‘Soup runs are unnecessary' claim divides homelessness groups
Homelessness groups were divided this week after the head of one of the largest charities of its kind said soup runs were ‘not a service required in the 21st century'.
Thames Reach Bondway chief executive Jeremy Swain said such runs were ‘bringing vulnerable people unnecessarily onto the street and encouraging them to sustain their street lifestyle'.
It followed Westminster Council's launch of a policy of ‘tough love' to drive down the number of rough sleepers.
Thames Reach Bondway stopped its own soup run in London, which operated for more than 20 years, in 2000 and replaced it with a street rescue service.
Mr Swain told Inside Housing: ‘It became clear to us that the soup run was keeping people on the street rather than helping people get off the street. The message would be the same in any major city.'
The proliferation of soup runs in London meant groups were ‘battling for space' and at one point last year there were eight soup runs serving eight rough sleepers in Waterloo. While praising individuals' commitment, he said their efforts would be better employed in other ways.

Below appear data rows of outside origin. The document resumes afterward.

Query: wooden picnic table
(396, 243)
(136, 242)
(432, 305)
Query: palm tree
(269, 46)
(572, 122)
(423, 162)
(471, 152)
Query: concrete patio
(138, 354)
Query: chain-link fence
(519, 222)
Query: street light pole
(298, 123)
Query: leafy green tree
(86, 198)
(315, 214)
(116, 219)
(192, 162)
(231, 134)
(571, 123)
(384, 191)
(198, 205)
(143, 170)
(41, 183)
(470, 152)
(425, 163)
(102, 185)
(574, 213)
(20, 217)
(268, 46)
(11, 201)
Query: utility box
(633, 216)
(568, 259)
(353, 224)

Westminster Council leader Simon Milton said: ‘We need to make street life as uncomfortable
as we can to persuade the most entrenched rough sleepers to accept the help we offer them every day.'
But Simon Community director Mike Tristram said: ‘That statement betrays a total lack of understanding about what soup and tea runs are about.'
It was also an important means of making contact with people living on the streets, he said.